During the Irish rebellion (his regiment having been previously reduced) he actively assisted his brother-in-law, Lord Ffrench, in organizing the yeomanry cavalry, and served himself as a volunteer. Lord Carhampton, the commander-in-chief in Ireland, at that period, expressing himself sensible of his zeal, recommended him for more efficient service, and he was immediately appointed to the lieutenant-colonelcy of the Lochaber Highlanders, who were stationed on the coast, in expectation of the descent of a large French force. When the volunteer levy in England was made, on the threatened invasion, he was appointed brigadier-general on the staff, and by indefatigable exertions, rendered the great body of his different corps fully competent to act with the line. He afterwards succeeded to the rank of major-general and lieutenant-general.

Upon his return to the regiment in England after his exchange in 1781, he was the lieutenant of Captain William Hall's company.

Gonville Bromhead married The Honourable Jane ffrench (died 2 September 1837) on 18 July 1787. He was created 1st Baronet Bromhead, of Thurlby Hall, co. Lincoln on 19 February 1806. The Bromheads had three sons, Sir Edward ffrench Bromhead, 2nd Baronet (born 26 March 1789), Sir Edmund Gonville Bromhead, 3rd Baronet (born 22 January 1791) and the Reverend Charles ffrench Bromhead (born 18 May 1795).
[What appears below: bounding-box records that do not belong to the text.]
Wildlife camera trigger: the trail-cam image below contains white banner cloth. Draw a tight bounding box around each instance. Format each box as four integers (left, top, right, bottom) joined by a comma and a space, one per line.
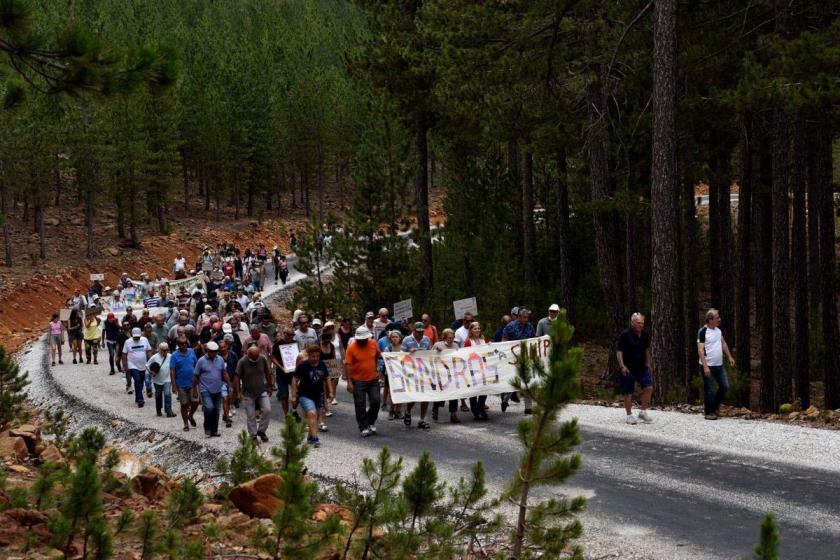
382, 335, 551, 404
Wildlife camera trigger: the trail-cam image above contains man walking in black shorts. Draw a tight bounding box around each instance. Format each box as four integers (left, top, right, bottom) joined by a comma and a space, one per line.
615, 313, 653, 424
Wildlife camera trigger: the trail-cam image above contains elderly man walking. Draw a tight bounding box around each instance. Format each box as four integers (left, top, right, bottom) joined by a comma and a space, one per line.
697, 308, 735, 420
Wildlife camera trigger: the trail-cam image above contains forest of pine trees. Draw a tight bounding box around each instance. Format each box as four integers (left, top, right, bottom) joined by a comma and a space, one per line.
0, 0, 840, 411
It was the second son, Sir Edmund, who had seven children, the youngest of whom was named after his grandfather. It was this Lieutenant Gonville Bromhead (of the 2nd Battalion, 24th Regiment of Foot) who fought in Africa at the famed Battle of Rorke's Drift on 22-23 January 1879, and was decorated with the Victoria Cross (V.C.) on 2 May 1879 for his actions. At Rorke's Drift, he and Lieutenant Chard (Royal Engineers) commanded about 140 men at a small missionary station against an attacking Zulu warrior force of three to four thousand men. The Zulus attacked only half an hour after the first warning was received and in that time the defenders erected barricades. From after 4pm until daybreak next morning, Chard and Bromhead directed operations while their men kept up a steady fire, which ensured the successful defense of the post against overwhelming odds.